Following the allegations you report (Royal Society accused in row over origins of HIV, March 30) that the proposed Royal Society discussion on the origins of HIV has been postponed “after pressure from opponents of the vaccine theory”, I write to clarify the matter.
The Royal Society holds 14 discussion meetings a year, on frontier topics proposed by fellows and others. The HIV meeting was proposed by the late Bill Hamilton to discuss the controversial hypothesis that HIV entered the human population through trials of an oral polio vaccine (OPV). It was agreed that this would be done in a wider context, such as cross species transmission (from animals to man), virus evolution and public health.

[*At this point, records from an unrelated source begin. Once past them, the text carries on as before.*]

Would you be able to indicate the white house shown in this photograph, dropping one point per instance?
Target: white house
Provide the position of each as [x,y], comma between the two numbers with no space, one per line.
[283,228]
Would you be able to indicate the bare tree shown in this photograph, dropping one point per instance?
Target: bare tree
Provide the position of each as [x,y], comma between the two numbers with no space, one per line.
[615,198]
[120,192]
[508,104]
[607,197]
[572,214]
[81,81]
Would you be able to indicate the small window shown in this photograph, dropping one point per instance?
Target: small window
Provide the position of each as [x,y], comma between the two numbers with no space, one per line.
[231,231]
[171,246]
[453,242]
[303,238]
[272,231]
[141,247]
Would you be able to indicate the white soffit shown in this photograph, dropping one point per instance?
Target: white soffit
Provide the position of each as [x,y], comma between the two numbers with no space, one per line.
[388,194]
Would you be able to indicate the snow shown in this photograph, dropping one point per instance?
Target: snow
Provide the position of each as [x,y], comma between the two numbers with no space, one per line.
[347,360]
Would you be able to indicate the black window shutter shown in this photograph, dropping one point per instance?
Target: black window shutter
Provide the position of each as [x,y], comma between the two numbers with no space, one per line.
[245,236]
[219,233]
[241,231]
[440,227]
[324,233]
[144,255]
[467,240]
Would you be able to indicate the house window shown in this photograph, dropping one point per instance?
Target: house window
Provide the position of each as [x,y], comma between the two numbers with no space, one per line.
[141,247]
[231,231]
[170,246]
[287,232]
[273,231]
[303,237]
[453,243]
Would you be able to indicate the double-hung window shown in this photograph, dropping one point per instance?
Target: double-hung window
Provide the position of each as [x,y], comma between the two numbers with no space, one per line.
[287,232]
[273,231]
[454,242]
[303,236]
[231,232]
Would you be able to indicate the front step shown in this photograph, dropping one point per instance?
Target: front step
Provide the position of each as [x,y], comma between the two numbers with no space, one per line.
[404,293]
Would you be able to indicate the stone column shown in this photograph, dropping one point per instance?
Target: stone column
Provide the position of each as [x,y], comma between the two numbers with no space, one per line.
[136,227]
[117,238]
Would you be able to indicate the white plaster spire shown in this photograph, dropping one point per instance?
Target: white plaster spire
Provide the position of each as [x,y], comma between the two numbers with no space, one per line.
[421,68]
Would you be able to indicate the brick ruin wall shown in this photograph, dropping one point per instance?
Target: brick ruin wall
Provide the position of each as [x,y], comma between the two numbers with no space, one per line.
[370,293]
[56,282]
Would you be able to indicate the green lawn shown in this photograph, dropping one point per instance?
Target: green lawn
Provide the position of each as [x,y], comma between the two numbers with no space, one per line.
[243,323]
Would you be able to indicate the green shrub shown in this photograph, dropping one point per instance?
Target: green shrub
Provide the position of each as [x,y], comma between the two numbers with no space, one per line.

Owing to a misunderstanding of the purpose of the meeting, and because of the dissension aroused by the hypothesis, we found it impossible to arrive at a well-balanced set of speakers in time for the meeting in May. We learned that additional data would become available in the next few months, highly relevant to the OPV controversy, including the re sults of independent blindtesting of remaining oral polio vaccine stocks, evidence on the prevalence of a related virus in chimpanzees, and major publications on evolution and rate of change of HIV. So we have postponed the meeting until September.
I refute the assertion that the postponement is “an attempt to load the dice” in favour of one of the parties to the debate. The Royal Society does not shirk from tackling important scientific issues, but we have always tried to ensure that the protagonists be fairly represented.